Maralice Conacci-Sorrell, Ph.D.
I believe that translational research can be very powerful when built on solid basic findings. Therefore, my lab investigates basic mechanisms of cell survival and migration, with the ultimate goal of identifying druggable pathways involved in metastatic behavior.
My goal as a mentor is to create a collaborative and energetic environment that focuses on teamwork to study fundamental biological questions. I am excited to mentor enthusiastic scientists to follow their interests, ask good questions, and identify meaningful results.
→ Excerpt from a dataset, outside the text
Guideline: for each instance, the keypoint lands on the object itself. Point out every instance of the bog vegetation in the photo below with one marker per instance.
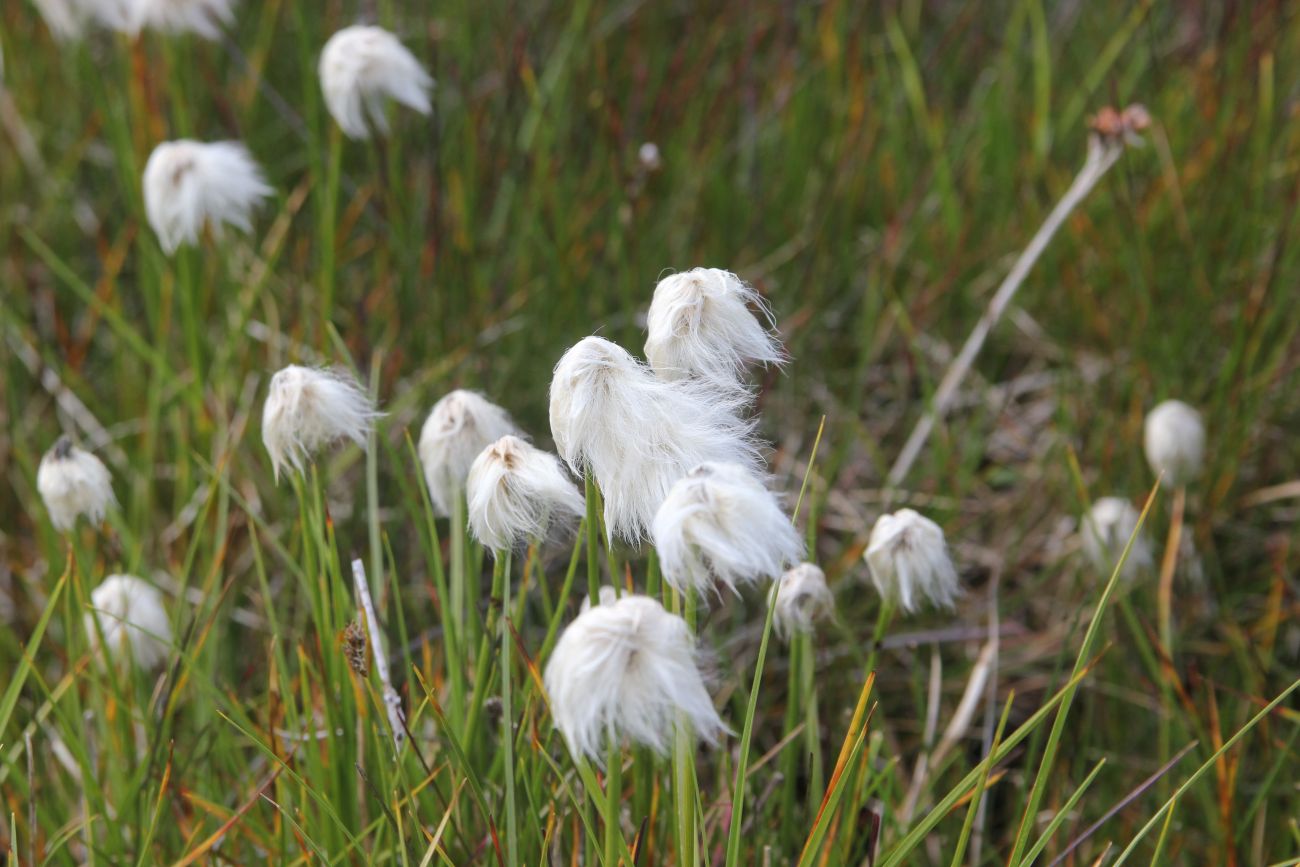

My academic training encompasses multiple fields ranging from Environmental Biology to Medical Sciences. I received a B.S. in Biology and a master’s degree in Morphology (human anatomy, histology, developmental biology, and cell biology) from the University of Sao Paulo in Brazil.
To pursue graduate studies in Cell Biology, I joined the lab of Dr. Avri Ben-Ze’ev in the Department of Cellular and Molecular Biology at the Weizmann Institute of Science in Israel. There, my work focused on the interplay between Wnt signaling and cell-cell adhesion. My work was among the first to address the mechanisms of tumor cell proliferation and metastasis induced by oncogenic beta-catenin. Together my studies contributed to our understanding of how cell-cell adhesion regulates the Wnt pathway, and in turn, how the Wnt pathway controls the expression of adhesion molecules.
To identify a common signature employed by different oncogenes to drive tumorigenesis, I received an EMBO fellowship and joined the lab of Dr. Robert Eisenman at the Fred Hutchinson Cancer Research Center for my postdoctoral studies. There I discovered a new pathway for regulating Myc levels and function in normal and in cancer cells. I found that Myc proteins are targeted by calcium-dependent calpain proteases, which convert Myc into a cytoplasmically active protein, that I named Myc-nick. In 2013, this work was recognized with the Darrel Goll award at the FASEB meeting “The biology of Calpains in health and disease”. My subsequent research showed that Myc-nick is highly expressed in cancer cells, where it appears to drive tumor progression by promoting both survival and motility in response to metabolic stress.
My current research uses integrative approaches to understand the fundamental functions of Myc in normal and cancer cell biology. In addition, it explores the role of protein acetylation as a key coordinator of cancer cell survival and migration.